Animal-assisted interventions have been utilized in psychiatric settings to reduce fear, anxiety, and depression. Companion animal therapy with outpatient psychiatric children has shown promising results. Touching animals has been found to decrease cardiovascular activity in hypertensive patients. Additionally, college students petting live dogs have exhibited an increase in IgA, an indicator of enhanced immune system function, suggesting that petting animals may also have immune-boosting effects.
Interestingly, there is a significant research gap in investigating the health and well-being effects of non-animal aspects of nature through touch. Exploring the tactile experiences of walking on grass, feeling water, or the sensation of wind could provide valuable insights into additional benefits beyond visual and auditory aspects of nature. Further research is needed to investigate the potential blood pressure effects of activities like lying in grass and understand the sensual and touch-related components that contribute to the pleasure experienced by gardeners when in physical contact with soil.
Air Ions: Mood and Health Benefits
This section explores the concept of air ions and their potential impact on physiological and mood benefits, particularly in natural environments. Air ions are charged particles that form through the detachment and attachment of electrons from gas molecules, influenced by various energy sources such as radiation, cosmic rays, solar waves, waterfalls, thunder, radiant energy, and UV light. Natural places like forests and waterfalls are rich in air ions, and they have been proposed as a potential mechanism for the positive effects of nature on well-being.
Built environments, on the other hand, often suffer from ion depletion, with indoor air containing significantly fewer ions compared to the outdoors. As urban populations spend the majority of their time indoors, this reduced contact with nature's abundance of air ions may be an overlooked pathway that contributes to reduced mood and health.

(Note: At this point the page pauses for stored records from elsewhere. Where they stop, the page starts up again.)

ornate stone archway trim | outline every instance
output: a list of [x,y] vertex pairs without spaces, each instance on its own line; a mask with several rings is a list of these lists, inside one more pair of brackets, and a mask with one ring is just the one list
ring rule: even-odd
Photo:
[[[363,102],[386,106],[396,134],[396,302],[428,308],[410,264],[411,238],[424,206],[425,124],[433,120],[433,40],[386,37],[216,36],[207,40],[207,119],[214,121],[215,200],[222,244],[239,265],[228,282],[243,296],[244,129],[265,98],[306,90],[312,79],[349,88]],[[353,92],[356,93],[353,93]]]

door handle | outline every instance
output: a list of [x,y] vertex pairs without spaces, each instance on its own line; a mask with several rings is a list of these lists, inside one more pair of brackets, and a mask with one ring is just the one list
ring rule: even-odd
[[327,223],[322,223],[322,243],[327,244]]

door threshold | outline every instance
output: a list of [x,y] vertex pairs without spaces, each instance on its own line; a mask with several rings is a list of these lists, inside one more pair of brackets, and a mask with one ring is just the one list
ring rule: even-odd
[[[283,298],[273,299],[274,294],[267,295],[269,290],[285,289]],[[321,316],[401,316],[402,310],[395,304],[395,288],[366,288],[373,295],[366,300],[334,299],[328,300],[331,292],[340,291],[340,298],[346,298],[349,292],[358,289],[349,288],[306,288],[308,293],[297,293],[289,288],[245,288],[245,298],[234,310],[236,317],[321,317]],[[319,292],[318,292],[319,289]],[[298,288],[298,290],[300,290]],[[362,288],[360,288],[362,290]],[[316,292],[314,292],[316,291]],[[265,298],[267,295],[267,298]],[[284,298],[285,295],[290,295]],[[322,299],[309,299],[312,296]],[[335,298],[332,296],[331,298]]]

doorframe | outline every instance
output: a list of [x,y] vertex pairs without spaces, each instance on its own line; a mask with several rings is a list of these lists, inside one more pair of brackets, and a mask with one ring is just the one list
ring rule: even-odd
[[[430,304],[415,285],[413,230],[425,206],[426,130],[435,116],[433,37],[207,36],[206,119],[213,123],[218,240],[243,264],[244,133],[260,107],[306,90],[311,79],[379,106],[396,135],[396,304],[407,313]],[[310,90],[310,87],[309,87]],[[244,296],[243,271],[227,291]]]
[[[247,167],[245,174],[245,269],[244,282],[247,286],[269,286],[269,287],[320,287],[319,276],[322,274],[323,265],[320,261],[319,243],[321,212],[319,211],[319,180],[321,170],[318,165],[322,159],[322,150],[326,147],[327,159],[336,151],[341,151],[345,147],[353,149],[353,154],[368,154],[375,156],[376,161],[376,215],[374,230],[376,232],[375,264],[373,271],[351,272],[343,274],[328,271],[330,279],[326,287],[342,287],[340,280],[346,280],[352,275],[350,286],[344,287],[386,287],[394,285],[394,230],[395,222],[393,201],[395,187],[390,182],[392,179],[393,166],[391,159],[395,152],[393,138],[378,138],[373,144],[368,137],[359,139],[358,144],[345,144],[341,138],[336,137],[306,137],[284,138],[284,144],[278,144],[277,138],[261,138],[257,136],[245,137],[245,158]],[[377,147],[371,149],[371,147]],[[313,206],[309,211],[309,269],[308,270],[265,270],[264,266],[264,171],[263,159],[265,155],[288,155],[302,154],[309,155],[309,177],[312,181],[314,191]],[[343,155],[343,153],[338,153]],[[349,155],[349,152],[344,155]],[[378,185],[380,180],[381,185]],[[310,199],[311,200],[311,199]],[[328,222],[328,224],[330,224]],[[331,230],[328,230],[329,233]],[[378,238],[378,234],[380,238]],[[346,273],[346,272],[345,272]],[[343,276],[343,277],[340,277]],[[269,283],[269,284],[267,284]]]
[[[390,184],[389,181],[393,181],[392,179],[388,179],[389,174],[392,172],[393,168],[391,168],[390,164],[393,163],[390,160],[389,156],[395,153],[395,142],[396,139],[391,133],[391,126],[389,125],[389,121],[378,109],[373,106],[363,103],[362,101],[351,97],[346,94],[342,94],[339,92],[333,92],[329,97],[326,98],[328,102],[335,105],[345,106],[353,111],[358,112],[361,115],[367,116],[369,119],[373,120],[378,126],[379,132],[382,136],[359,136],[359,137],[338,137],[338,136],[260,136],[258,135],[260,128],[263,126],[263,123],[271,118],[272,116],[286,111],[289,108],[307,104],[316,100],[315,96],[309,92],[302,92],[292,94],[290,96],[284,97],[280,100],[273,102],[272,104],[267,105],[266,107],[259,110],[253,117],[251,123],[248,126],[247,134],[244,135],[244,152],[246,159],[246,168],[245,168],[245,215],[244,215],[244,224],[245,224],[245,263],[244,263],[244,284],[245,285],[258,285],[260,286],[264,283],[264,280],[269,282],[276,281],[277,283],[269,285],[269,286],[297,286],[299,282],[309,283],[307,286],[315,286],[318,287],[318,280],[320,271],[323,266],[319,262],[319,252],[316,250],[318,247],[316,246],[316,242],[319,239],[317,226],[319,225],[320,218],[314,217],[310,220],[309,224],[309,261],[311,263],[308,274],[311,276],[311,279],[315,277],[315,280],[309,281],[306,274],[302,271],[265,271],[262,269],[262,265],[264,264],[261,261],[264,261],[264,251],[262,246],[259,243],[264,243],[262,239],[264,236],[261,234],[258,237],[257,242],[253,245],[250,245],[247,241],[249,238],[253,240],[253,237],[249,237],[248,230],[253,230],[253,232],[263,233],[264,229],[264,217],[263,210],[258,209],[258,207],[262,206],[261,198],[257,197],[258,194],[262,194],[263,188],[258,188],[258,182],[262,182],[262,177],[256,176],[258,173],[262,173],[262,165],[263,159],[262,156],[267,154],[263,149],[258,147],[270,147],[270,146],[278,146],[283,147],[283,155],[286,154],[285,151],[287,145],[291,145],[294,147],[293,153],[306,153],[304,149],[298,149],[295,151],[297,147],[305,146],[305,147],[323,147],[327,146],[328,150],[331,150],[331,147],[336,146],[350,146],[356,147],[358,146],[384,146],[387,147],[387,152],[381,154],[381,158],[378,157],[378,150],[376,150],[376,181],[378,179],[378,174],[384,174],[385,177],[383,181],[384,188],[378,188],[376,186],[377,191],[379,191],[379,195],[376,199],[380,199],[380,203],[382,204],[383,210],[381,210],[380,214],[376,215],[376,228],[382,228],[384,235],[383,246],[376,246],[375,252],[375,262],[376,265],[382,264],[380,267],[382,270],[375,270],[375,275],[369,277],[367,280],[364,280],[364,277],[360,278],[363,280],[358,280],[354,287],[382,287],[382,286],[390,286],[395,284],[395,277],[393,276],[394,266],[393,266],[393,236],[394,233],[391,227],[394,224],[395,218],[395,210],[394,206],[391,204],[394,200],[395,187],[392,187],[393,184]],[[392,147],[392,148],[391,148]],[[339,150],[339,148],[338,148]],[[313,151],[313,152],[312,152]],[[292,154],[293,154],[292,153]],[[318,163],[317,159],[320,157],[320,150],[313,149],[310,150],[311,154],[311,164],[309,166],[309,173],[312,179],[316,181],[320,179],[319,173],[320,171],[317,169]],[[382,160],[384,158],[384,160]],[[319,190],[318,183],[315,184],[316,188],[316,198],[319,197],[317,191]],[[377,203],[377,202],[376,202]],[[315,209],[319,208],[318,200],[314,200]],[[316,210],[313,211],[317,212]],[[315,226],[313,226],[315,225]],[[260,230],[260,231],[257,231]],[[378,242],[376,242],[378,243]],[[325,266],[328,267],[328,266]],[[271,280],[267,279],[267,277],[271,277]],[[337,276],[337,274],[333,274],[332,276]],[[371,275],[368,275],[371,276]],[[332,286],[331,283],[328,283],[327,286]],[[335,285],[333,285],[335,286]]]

Outdoor rural air typically has a higher concentration of air ions than outdoor urban air due to the tendency for small air ions to cluster around pollutants and dissipate.
The presence of vegetation significantly influences air ion abundance, with forests having higher concentrations compared to open grassy parks. Plants not only produce air ions directly but also draw up radon from groundwater, which serves as an additional source of ions. Mountainous areas exhibit the highest levels of air ions, while rural and coastal sites have moderate amounts, and urban sites have the lowest levels.
Although air ions have been believed to exert biological influences for a long time, experimental results have been contradictory due to flawed methodologies and inadequate assessments. Nevertheless, there is evidence suggesting that negative air ions have various effects. They can kill bacteria, promote plant and insect growth, and induce physiological and behavioral changes in humans and animals. Some individuals, particularly about one-third of the population, are sensitive to air ions and may experience symptoms of depression, lassitude, migraine, nausea, insomnia, and respiratory problems in response to shifts in ion concentration.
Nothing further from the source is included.